Diese Frage wird am Beispiel des Teilprojektes „ImageSOOC“ aufgearbeitet.
Die Norm sieht überdies enge quantitative Begrenzungen vor, die bislang von
der Rechtsprechung nur für Sprachwerke konkretisiert wurden (dazu näher
Lauber-Rönsberg/Kempfert, GRUR-Prax 2016, 234).

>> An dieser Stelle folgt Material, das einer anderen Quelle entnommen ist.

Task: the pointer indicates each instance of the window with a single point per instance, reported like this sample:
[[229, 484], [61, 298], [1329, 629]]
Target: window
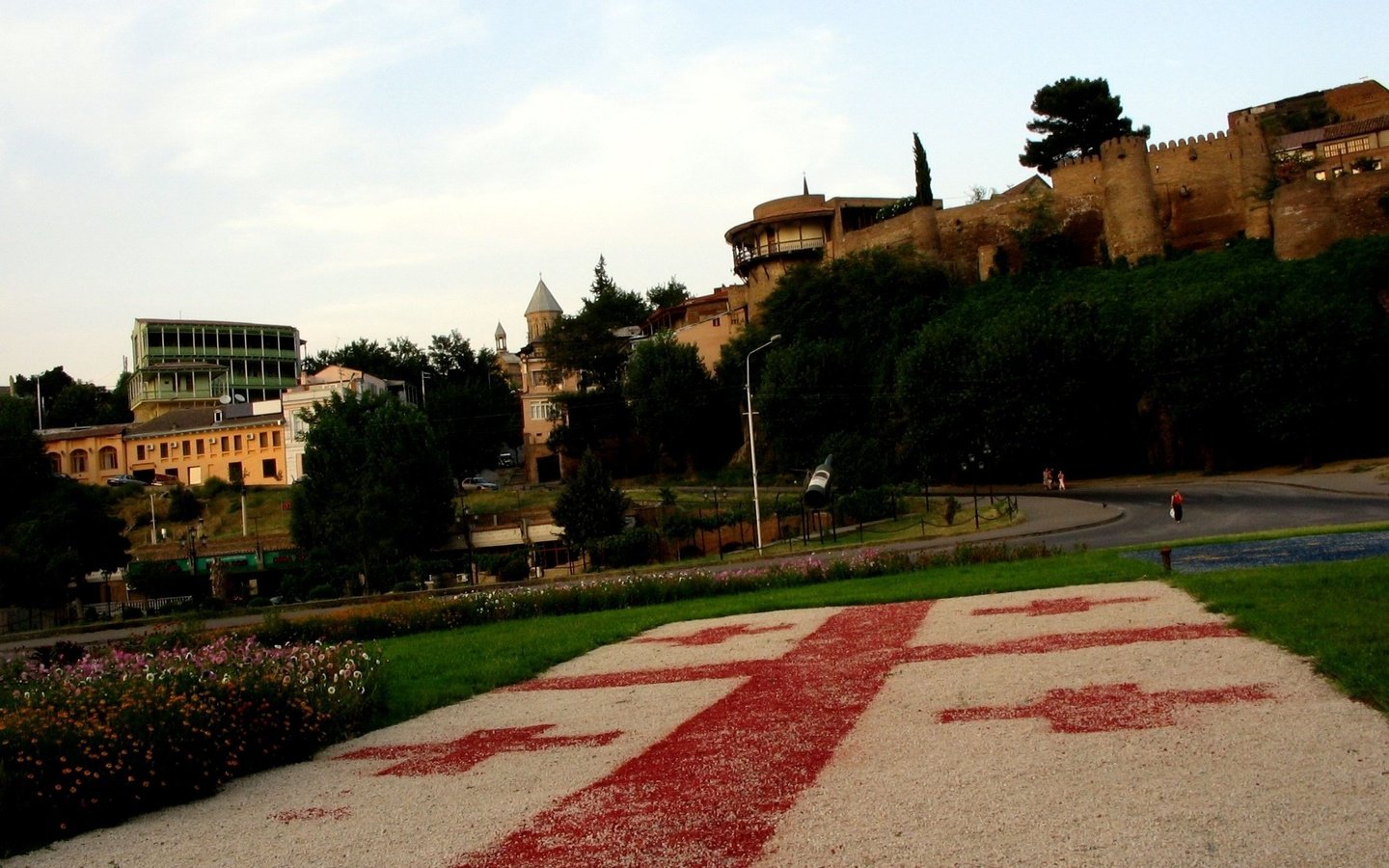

Genutzt werden dürfen:
• „Werke geringen Umfangs“, d.h. max. 25 Seiten; Filme und Musikstücke
von max. 5 Minuten Länge; alle vollständigen Bilder, Fotos etc.
• „kleine Teile eines Werkes“, d.h. max. 12 % eines Werkes bzw. max. 100
Seiten; max. 5 Minuten eines Films (so der Tarif „Intranet Hochschule und
Forschung“ der Verwertungsgesellschaften)
Die in Medienberichten prophezeite Rückkehr zu analogen Semesterapparaten
scheint jedoch übertrieben, da auch das Zitatrecht (§ 51 UrhG) die Nutzung
fremder Werke – wie Texte, Fotos oder Filmausschnitte – für die Hochschullehre
gestattet, allerdings nur unter der Voraussetzung, dass diese in ein eigenes
Werk, bspw. ein Skript, einen Vortrag oder eine Vorlesung, eingebettet werden.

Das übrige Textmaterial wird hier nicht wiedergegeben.